In summer we sometimes went to Waskesiu Lake in Northern Saskatchewan. We stayed with my aunt and uncle and their four boys, or we rented our own cottage. The cottages were pretty densely packed and there was a section of "shack tents" with names like Dew Drop In further up the hill, further from the lakefront.
We were close to the lake. Not everyone had toilets; there were communal outhouses. The "honey man" used to come around with his truck, draining the cesspits. Lining the lake some grander cottages--I remember log cabins--still one beside the other. Lots of squirrels: we designed traps. We took swimming lessons at the "Breakwater," where I fell in love with the lifeguard (and a little later, back in Vancouver, with the tow-rope operator on the ski slope). My uncle had a motor boat and we learned to water ski, and motored across the lake, where there were no cottages, for "weenie roasts" with marshmallows roasted on twigs. When the trucks came around to spray for mosquitoes, we ran through the DDT. Everyone socialized on the beach. My uncle promised to get up for a before-breakfast swim and broke his promise, an early experience of adult unfaithfulness.

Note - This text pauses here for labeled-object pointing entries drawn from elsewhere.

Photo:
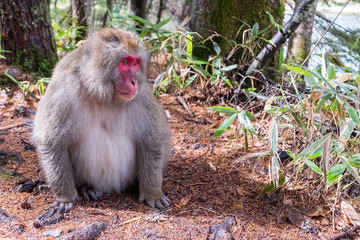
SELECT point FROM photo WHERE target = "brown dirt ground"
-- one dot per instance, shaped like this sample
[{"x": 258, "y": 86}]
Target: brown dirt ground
[{"x": 203, "y": 185}]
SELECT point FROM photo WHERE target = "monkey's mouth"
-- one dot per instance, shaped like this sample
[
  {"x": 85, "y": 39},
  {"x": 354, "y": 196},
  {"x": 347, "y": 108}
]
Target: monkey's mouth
[{"x": 126, "y": 95}]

I had my picture taken with a Mountie. I went on my "first date" to the movie, "The House of Wax" in 3D (plot still vivid) got sick and had to leave. I caddied for my mother, a golfer. Some evenings at sunset we took the car to the "Nuisance Grounds" and sat with the windows rolled up tight and watched bears and cubs rummage for garbage. After dark, because the blacktop highway into the National Park stayed warm, elk came out of the forest (there was a lot of forest) and lay down on the road. In winter, because of the snow, there was no one, so they weren't used to cars.
"Waskesiu" means Red Deer or elk in Cree language.